American Association of Nurse Anesthetists (AANA)

 

 

Founded in 1931 and located in Park Ridge, Ill., and Washington, D.C., the American Association of Nurse Anesthetists (AANA) is the professional organization representing more than 50,000 Certified Registered Nurse Anesthetists (CRNAs) and student registered nurse anesthetists across the United States. As advanced practice registered nurses and anesthesia specialists, CRNAs administer approximately 43 million anesthetics to patients in the United States each year and are the primary providers of anesthesia care in rural America. In some states, CRNAs are the sole anesthesia professionals in nearly 100 percent of rural hospitals. For more information, visit www.aana.com and www.future-of-anesthesia-care-today.com and follow @aanawebupdates on Twitter.

The American Association of Nurse Anesthetists (AANA) is the professional association for Certified Registered Nurse Anesthetists (CRNAs) and student registered nurse anesthetists (SRNAs). AANA membership includes more than 50,000 CRNAs and SRNAs, representing over 90 percent of the nurse anesthetists in the United States.  CRNAs are advanced practice registered nurses (APRNs) who personally administer approximately 43 million anesthetics to patients each year in the United States.  Nurse anesthetists have provided anesthesia in the United States for 150 years, and high-quality, cost-effective CRNA services are in high demand.  CRNAs are Medicare Part B providers and since 1989 have billed Medicare directly for 100 percent of the physician fee schedule amount for services. 

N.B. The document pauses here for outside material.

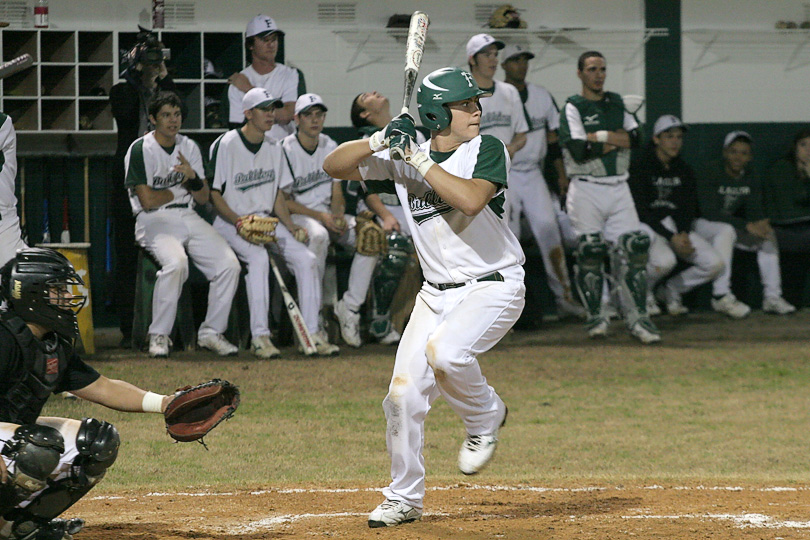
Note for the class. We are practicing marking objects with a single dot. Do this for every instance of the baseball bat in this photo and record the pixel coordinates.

CRNAs are involved in every aspect of anesthesia services including a pre-anesthesia patient assessment, obtaining informed consent for anesthesia administration, developing a plan for anesthesia administration, administering the anesthetic, monitoring and interpreting the patient's vital signs, and managing the patient throughout the surgery.  CRNAs also provide acute, chronic, and interventional pain management services.  CRNAs provide anesthesia for a wide variety of surgical cases and in some states are the sole anesthesia providers in nearly 100 percent of rural hospitals, affording these medical facilities obstetrical, surgical, trauma stabilization, and pain management capabilities.  Nurse anesthesia predominates in Veterans Hospitals and in the U.S. Armed Services.  CRNAs work in every setting in which anesthesia is delivered including hospital surgical suites and obstetrical delivery rooms, ambulatory surgical centers (ASCs), pain management facilities, and the offices of dentists, podiatrists, and all types of specialty surgeons.